A encerrar, na segunda-feira, depositamos os 20% combinados da comissão da moça, sobre os quatro milhões que dissera-nos ser o cachet total, e nem um centavo a mais. Naturalmente que ela foi buscar a parte robusta que omitira e levou um tremendo susto no caixa do banco. Bem, nunca mais ela abordou-nos para propor nenhum outro show. Claro que ela tinha outros contatos, poderia vender outros etc. Contudo, persistir em um tipo de relação dessas com alguém mal intencionado, teria sido muito desagradável, certamente.

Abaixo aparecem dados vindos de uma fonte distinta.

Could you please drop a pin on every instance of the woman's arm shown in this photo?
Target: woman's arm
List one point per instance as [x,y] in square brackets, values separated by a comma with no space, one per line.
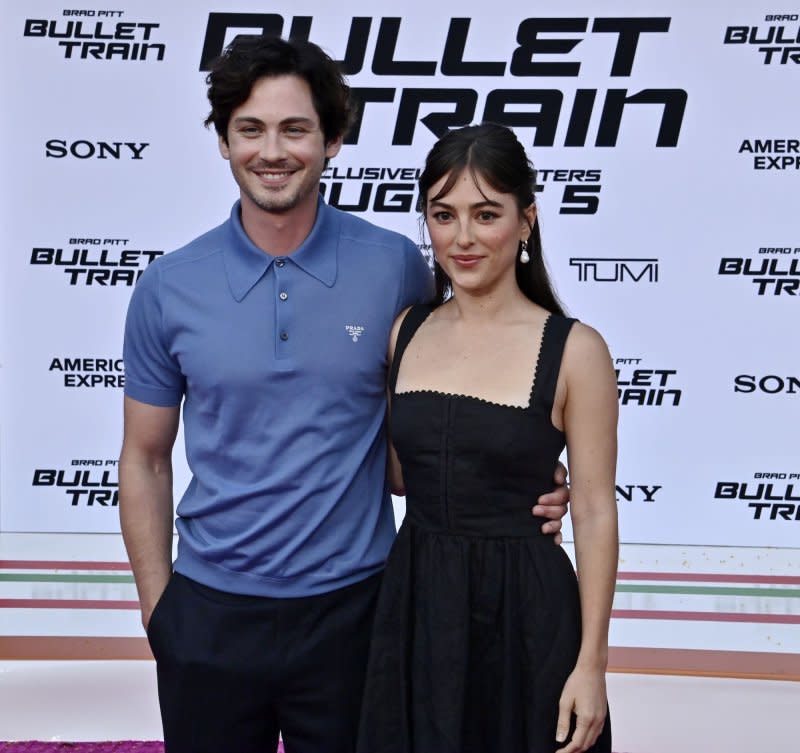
[590,423]
[394,473]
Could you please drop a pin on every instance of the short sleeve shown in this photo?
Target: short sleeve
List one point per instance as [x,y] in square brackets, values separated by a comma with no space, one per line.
[152,375]
[418,284]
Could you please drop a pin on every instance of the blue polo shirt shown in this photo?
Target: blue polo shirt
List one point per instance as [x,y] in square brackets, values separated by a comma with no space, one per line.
[280,362]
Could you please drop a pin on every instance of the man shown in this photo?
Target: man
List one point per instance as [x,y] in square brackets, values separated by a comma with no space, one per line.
[272,329]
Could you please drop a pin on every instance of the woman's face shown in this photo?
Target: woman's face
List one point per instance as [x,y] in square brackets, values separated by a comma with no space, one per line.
[475,232]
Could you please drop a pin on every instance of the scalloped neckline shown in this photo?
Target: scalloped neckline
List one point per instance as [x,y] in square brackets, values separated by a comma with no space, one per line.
[475,398]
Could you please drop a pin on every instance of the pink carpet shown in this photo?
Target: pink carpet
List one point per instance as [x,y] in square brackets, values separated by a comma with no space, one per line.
[124,746]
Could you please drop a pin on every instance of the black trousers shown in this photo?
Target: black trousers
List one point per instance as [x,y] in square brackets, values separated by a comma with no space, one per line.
[234,671]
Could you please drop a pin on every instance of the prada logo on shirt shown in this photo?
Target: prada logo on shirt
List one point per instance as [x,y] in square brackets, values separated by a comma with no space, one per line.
[355,331]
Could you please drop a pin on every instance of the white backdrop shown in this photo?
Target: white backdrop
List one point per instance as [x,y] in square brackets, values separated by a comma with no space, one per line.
[666,134]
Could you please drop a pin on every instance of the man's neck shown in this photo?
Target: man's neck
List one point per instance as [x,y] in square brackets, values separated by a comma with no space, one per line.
[278,233]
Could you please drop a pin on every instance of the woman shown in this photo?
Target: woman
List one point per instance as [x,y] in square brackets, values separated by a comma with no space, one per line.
[484,639]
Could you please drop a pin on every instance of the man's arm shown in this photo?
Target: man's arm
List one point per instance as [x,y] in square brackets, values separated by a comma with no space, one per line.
[553,505]
[145,497]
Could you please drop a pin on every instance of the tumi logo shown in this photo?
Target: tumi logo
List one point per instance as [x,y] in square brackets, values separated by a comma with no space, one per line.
[597,269]
[84,149]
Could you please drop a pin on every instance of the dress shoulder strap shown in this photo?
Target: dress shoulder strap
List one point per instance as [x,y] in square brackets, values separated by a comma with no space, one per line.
[413,319]
[554,337]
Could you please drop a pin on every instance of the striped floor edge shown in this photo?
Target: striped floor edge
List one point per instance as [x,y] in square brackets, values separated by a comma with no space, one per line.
[767,605]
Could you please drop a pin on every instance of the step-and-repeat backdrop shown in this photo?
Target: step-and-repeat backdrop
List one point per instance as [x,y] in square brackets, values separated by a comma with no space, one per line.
[667,138]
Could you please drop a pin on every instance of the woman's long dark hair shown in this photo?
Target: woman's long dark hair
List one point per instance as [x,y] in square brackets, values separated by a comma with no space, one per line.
[493,153]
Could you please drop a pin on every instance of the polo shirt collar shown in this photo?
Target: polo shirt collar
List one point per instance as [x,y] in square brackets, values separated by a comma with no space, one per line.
[246,263]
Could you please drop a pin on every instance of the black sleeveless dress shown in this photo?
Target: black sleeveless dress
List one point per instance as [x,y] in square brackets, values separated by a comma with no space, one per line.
[477,625]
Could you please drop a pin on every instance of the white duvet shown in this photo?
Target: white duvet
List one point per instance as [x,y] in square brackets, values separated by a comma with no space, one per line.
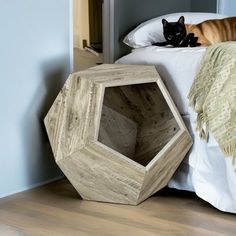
[205,170]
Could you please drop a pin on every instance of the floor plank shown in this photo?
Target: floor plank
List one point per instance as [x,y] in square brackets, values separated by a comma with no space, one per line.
[56,209]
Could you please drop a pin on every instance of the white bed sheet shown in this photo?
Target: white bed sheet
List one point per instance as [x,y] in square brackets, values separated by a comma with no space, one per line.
[205,170]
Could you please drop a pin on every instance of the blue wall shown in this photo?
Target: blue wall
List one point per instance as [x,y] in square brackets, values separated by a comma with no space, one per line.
[34,63]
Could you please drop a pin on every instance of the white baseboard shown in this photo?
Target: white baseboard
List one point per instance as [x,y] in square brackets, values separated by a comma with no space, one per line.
[32,186]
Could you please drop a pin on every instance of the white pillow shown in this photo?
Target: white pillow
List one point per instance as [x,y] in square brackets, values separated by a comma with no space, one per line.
[151,31]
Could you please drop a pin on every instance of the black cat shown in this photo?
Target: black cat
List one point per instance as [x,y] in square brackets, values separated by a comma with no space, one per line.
[176,35]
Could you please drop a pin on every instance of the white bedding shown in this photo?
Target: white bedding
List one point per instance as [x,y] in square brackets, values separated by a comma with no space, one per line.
[205,170]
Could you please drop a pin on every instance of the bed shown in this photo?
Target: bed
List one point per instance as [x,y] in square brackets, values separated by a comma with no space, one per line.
[205,170]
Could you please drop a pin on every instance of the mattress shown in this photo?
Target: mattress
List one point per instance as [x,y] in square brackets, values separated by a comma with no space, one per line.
[204,170]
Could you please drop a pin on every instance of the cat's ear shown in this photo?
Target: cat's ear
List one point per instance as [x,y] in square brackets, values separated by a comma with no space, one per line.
[181,20]
[164,22]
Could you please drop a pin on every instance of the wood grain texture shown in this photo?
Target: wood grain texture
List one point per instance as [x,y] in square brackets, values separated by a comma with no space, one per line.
[57,210]
[108,128]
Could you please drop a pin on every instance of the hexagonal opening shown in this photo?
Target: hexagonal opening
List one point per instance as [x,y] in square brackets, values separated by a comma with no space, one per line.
[136,121]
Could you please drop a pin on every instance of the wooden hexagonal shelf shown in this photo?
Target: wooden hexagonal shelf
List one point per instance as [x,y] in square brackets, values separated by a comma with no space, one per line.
[116,133]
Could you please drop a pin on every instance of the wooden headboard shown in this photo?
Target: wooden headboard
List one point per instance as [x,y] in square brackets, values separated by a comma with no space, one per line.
[125,15]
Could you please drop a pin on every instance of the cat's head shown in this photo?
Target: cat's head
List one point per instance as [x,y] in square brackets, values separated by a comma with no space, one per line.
[174,32]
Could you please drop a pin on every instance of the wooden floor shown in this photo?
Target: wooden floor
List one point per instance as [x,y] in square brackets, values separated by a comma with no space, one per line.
[56,209]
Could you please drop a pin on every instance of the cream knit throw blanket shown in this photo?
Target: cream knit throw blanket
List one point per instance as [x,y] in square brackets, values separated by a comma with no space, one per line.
[213,96]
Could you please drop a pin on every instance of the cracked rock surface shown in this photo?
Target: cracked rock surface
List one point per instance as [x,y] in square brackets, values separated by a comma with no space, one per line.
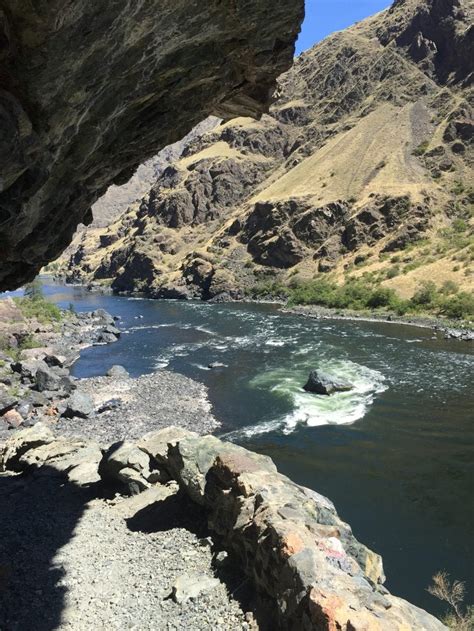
[91,90]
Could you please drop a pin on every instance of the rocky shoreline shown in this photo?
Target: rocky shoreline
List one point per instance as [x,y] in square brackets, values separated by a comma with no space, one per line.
[35,382]
[36,386]
[449,330]
[303,564]
[119,453]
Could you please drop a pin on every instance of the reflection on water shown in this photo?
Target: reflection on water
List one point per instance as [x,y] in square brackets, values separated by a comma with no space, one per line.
[395,455]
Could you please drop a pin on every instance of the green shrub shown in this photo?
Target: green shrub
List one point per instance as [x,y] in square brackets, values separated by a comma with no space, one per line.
[393,271]
[34,290]
[40,309]
[459,225]
[421,149]
[425,294]
[449,287]
[458,306]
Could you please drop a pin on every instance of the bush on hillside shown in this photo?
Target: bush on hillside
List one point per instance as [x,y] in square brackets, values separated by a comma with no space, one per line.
[40,309]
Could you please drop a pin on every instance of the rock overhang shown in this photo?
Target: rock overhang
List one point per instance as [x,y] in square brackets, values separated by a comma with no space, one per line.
[89,92]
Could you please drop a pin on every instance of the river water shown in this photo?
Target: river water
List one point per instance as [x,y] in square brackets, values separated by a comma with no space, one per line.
[395,455]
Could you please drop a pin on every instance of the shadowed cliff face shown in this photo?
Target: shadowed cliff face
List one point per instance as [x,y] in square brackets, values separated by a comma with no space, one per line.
[89,91]
[362,167]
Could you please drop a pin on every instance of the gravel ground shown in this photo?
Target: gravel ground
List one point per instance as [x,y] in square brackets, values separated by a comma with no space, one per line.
[146,403]
[69,561]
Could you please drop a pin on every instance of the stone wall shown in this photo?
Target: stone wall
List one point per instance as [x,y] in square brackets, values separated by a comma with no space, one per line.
[90,90]
[288,539]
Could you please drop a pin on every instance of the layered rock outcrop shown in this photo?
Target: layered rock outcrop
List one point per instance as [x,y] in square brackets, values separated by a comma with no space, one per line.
[366,153]
[300,556]
[89,92]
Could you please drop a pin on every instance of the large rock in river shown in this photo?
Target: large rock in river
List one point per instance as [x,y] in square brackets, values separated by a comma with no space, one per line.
[323,383]
[90,90]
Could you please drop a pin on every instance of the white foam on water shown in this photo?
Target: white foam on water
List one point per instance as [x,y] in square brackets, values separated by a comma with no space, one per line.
[312,410]
[273,342]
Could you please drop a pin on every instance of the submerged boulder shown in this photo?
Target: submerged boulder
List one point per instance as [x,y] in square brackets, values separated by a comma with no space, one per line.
[323,383]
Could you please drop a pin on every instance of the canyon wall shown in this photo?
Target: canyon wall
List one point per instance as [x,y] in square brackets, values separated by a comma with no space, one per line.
[89,92]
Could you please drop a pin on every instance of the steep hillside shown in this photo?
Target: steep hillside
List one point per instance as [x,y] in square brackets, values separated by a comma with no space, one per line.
[362,168]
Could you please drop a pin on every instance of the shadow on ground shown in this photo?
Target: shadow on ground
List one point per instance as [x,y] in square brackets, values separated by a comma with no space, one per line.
[178,511]
[38,515]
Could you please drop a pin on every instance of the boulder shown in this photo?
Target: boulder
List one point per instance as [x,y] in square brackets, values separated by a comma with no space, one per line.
[52,359]
[21,443]
[128,464]
[106,338]
[157,444]
[28,369]
[47,379]
[109,405]
[117,371]
[39,449]
[79,404]
[324,383]
[7,400]
[12,418]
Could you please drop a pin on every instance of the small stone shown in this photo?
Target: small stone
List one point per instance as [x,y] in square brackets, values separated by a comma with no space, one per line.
[79,404]
[117,371]
[189,586]
[13,419]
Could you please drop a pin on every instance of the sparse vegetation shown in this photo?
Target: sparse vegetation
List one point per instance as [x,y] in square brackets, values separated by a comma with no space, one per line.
[459,617]
[366,294]
[34,305]
[421,149]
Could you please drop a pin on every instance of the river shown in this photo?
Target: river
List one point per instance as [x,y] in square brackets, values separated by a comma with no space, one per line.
[395,455]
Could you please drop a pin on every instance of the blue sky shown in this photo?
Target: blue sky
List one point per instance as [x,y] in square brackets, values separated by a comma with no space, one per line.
[326,16]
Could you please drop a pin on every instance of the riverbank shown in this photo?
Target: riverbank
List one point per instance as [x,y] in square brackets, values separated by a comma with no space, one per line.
[449,330]
[125,408]
[303,565]
[36,356]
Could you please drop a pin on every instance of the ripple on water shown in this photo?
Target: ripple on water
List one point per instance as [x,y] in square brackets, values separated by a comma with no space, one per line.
[314,410]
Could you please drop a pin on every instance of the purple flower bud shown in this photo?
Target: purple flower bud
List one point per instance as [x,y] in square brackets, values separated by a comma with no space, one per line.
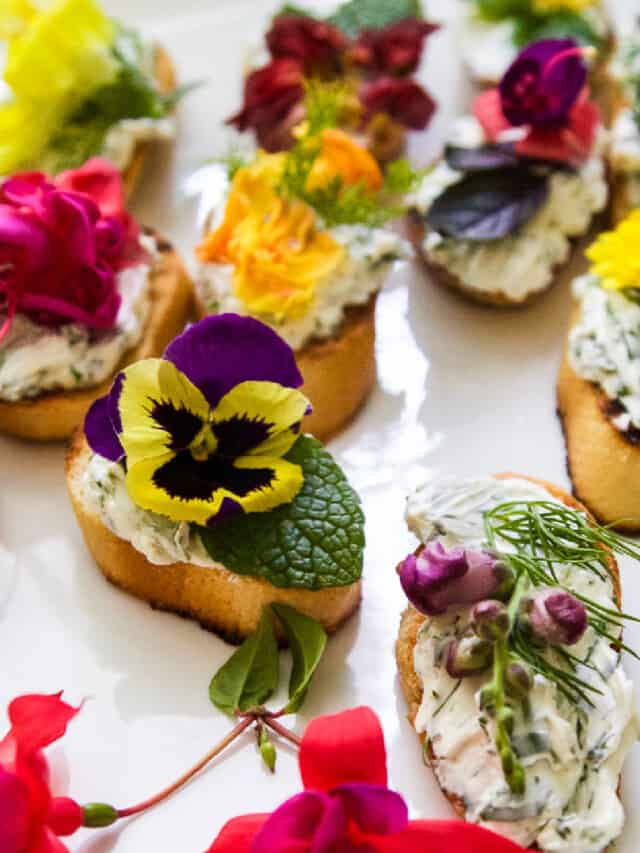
[437,579]
[490,620]
[468,656]
[555,616]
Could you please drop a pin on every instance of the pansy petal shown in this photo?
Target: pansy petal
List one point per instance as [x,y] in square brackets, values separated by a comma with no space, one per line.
[237,835]
[272,407]
[160,410]
[223,350]
[454,836]
[374,808]
[343,748]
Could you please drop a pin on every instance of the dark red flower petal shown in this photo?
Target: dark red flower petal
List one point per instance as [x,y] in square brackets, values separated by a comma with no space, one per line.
[343,748]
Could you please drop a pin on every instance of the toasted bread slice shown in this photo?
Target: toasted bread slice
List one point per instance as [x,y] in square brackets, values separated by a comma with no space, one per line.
[339,373]
[603,464]
[166,81]
[53,416]
[220,600]
[411,622]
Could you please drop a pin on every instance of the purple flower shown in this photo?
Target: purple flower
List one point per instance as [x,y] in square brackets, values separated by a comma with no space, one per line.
[436,579]
[321,822]
[556,617]
[543,84]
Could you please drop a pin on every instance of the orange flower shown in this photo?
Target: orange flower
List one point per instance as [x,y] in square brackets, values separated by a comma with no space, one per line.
[278,256]
[341,157]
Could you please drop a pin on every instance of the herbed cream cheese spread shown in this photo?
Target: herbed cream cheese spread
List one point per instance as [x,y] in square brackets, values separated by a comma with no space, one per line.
[368,257]
[522,263]
[36,359]
[604,345]
[572,755]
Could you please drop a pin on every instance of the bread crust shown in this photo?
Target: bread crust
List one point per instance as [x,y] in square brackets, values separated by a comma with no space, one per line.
[339,373]
[411,621]
[220,600]
[166,81]
[603,464]
[53,416]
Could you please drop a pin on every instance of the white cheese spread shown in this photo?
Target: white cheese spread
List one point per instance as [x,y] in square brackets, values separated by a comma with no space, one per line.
[572,756]
[604,345]
[35,359]
[369,253]
[522,263]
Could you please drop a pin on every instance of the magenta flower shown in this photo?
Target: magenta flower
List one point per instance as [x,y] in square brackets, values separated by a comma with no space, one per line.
[436,579]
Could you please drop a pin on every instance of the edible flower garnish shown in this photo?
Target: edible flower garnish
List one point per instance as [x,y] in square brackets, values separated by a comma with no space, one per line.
[614,255]
[346,804]
[204,429]
[62,243]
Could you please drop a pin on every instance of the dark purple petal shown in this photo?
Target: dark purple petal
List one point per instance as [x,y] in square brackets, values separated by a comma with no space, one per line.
[100,432]
[543,84]
[223,350]
[309,818]
[375,809]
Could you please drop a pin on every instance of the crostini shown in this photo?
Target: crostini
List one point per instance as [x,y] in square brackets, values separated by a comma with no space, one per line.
[83,292]
[367,56]
[599,384]
[522,178]
[492,33]
[297,239]
[509,659]
[196,490]
[81,85]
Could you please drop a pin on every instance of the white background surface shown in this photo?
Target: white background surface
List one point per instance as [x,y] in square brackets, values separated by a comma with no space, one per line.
[462,390]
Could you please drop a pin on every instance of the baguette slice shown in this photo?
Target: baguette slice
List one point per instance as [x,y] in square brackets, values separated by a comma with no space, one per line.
[220,600]
[166,81]
[411,622]
[603,464]
[339,373]
[53,416]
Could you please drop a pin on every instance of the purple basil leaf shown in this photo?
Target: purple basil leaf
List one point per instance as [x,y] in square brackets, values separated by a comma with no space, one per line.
[497,156]
[488,205]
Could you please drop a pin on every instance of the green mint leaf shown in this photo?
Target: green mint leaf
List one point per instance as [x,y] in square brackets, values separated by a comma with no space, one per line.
[314,542]
[307,641]
[251,674]
[357,15]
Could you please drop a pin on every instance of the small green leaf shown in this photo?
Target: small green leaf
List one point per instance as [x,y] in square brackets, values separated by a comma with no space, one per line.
[252,672]
[307,640]
[314,542]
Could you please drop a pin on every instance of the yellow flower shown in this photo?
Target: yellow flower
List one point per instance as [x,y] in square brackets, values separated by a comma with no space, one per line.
[341,157]
[55,59]
[546,6]
[278,255]
[615,255]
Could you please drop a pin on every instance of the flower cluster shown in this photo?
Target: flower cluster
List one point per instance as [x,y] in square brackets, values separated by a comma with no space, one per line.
[204,430]
[376,66]
[62,243]
[543,102]
[614,256]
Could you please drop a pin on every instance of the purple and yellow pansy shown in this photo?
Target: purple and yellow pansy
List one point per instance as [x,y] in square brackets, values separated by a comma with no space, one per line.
[203,430]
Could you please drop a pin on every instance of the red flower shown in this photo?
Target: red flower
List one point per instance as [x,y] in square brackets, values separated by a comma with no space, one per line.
[571,144]
[273,98]
[314,44]
[396,49]
[405,101]
[346,804]
[31,819]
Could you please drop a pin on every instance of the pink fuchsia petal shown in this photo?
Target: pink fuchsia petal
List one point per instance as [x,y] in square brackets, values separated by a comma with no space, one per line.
[238,834]
[39,720]
[342,749]
[14,813]
[309,822]
[375,809]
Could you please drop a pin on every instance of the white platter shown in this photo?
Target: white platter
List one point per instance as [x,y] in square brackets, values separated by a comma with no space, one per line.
[461,390]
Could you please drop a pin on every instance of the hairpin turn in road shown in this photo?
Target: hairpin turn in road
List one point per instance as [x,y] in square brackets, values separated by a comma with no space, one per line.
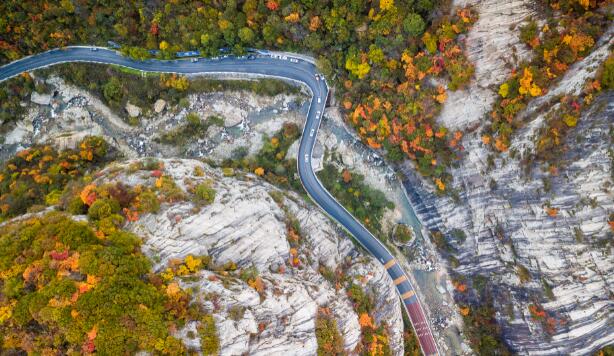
[267,64]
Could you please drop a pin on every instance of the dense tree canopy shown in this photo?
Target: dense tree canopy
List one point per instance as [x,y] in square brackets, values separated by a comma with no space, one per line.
[65,290]
[377,53]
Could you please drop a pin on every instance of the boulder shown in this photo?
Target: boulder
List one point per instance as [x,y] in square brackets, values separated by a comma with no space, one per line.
[133,110]
[159,105]
[40,99]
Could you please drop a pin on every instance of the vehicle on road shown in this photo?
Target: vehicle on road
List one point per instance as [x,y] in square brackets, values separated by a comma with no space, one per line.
[306,174]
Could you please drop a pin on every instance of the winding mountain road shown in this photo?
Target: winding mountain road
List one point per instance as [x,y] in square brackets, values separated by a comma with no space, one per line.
[282,66]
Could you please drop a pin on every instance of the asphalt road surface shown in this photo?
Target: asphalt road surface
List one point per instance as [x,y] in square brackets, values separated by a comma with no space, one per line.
[269,65]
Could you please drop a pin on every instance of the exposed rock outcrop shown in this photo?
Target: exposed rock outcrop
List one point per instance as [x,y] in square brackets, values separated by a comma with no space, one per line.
[247,226]
[133,110]
[502,209]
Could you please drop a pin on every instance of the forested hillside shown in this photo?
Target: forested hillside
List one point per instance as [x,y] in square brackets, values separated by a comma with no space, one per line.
[387,47]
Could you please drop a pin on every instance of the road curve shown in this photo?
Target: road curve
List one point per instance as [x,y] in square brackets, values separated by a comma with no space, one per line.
[299,71]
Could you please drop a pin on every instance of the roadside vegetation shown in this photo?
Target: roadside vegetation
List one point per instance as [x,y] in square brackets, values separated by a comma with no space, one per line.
[117,86]
[381,56]
[270,161]
[193,128]
[363,202]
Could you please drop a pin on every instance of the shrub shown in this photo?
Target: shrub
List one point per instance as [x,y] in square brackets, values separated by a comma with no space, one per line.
[148,202]
[103,208]
[204,193]
[330,341]
[607,74]
[414,25]
[209,341]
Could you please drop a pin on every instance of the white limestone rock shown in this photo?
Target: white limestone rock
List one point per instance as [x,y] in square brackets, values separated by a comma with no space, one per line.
[133,110]
[159,105]
[245,225]
[40,99]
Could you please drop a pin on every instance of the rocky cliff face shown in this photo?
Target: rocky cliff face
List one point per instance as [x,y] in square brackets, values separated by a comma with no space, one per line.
[245,225]
[502,206]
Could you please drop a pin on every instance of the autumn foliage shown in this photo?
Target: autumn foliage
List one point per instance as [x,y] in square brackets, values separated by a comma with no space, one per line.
[398,113]
[556,45]
[39,174]
[84,294]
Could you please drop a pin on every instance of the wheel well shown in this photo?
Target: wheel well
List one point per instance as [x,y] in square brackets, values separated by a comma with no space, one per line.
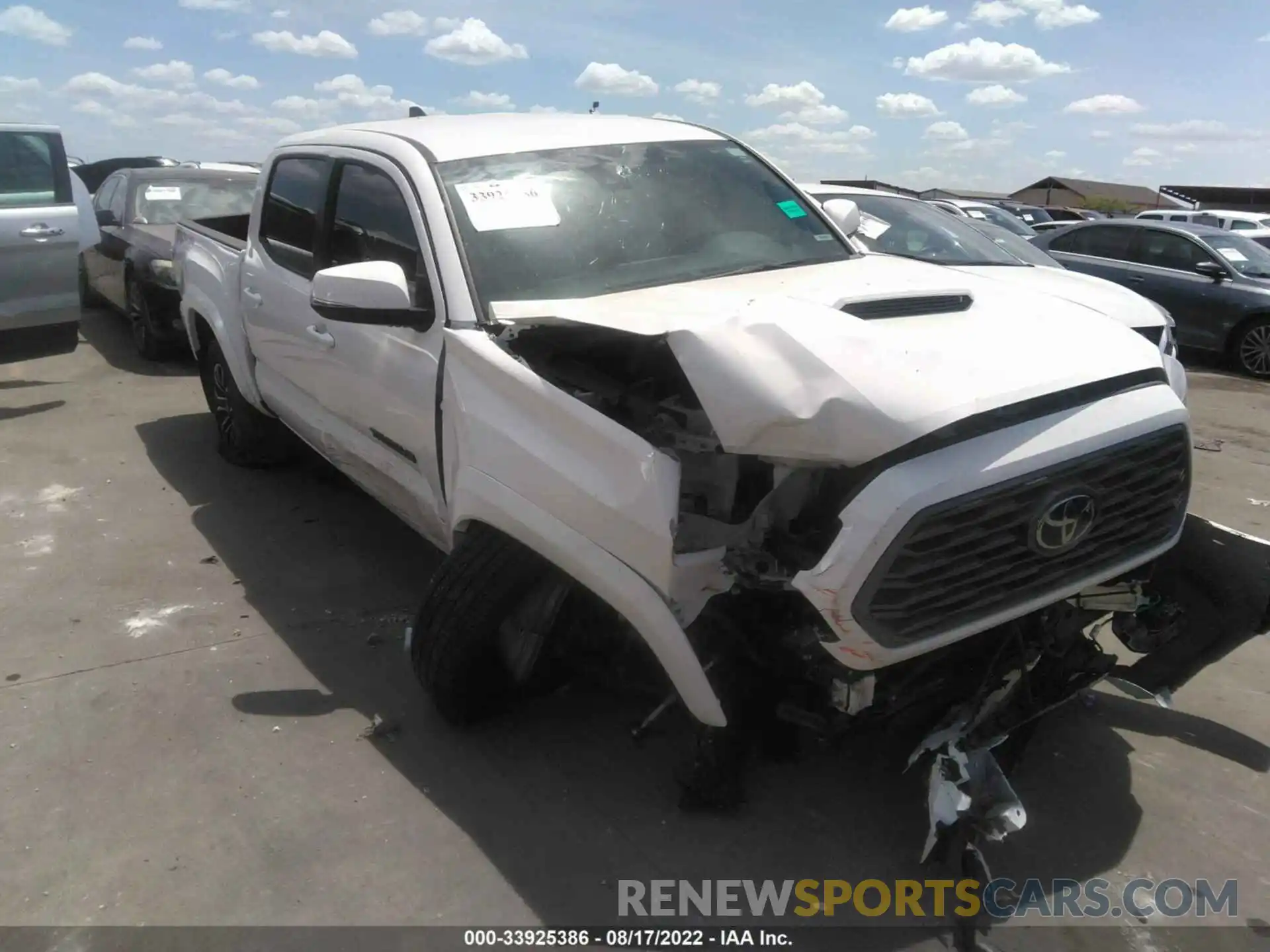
[202,332]
[1242,325]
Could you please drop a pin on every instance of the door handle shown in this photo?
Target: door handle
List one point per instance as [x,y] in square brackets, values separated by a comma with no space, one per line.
[320,335]
[41,230]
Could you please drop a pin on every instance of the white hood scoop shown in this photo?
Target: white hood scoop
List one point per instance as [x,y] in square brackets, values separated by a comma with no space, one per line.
[798,375]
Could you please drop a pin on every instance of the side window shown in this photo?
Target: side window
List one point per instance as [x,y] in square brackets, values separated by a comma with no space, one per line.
[120,200]
[102,200]
[1096,241]
[372,222]
[1166,249]
[30,175]
[292,211]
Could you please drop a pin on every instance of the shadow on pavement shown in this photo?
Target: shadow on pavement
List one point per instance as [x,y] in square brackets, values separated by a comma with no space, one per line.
[11,413]
[108,333]
[558,796]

Existe no mundo artístico, inúmeras histórias desagradáveis sobre empresários exploradores. Mas esse engodo que pretendia aplicar-nos, extrapolara qualquer parâmetro. Para nós, portanto, que estávamos radiantes por receber um cachet muito acima dos nossos padrões, constatar que fora na verdade o dobro disso, foi uma surpresa enorme e esse dinheiro, serviu para investirmos em produção e divulgação dos shows que faríamos no Teatro Lira Paulistana, doravante, além de render uma divisão pessoal substancial, para cada um de nós. Eu por exemplo, investi em figurino, a melhorar o meu guarda-roupa cênico, o que é nítido pelas fotos e vídeos dessa época em diante. Para encerrar essa história, tudo isso ocorreu no dia 14 de julho de 1984, na danceteria "Radar Tantã", sob a visão de quatro mil e quinhentas pessoas, que tocamos e voltamos para a casa com os nossos bolsos, literalmente cheios. E para a tal moça, como foi a data de aniversário da queda da Bastilha, só posso dizer que a guilhotina ceifou-lhe uma pequena fortuna, que ela achou que ganharia fácil em nossas costas...
Continua...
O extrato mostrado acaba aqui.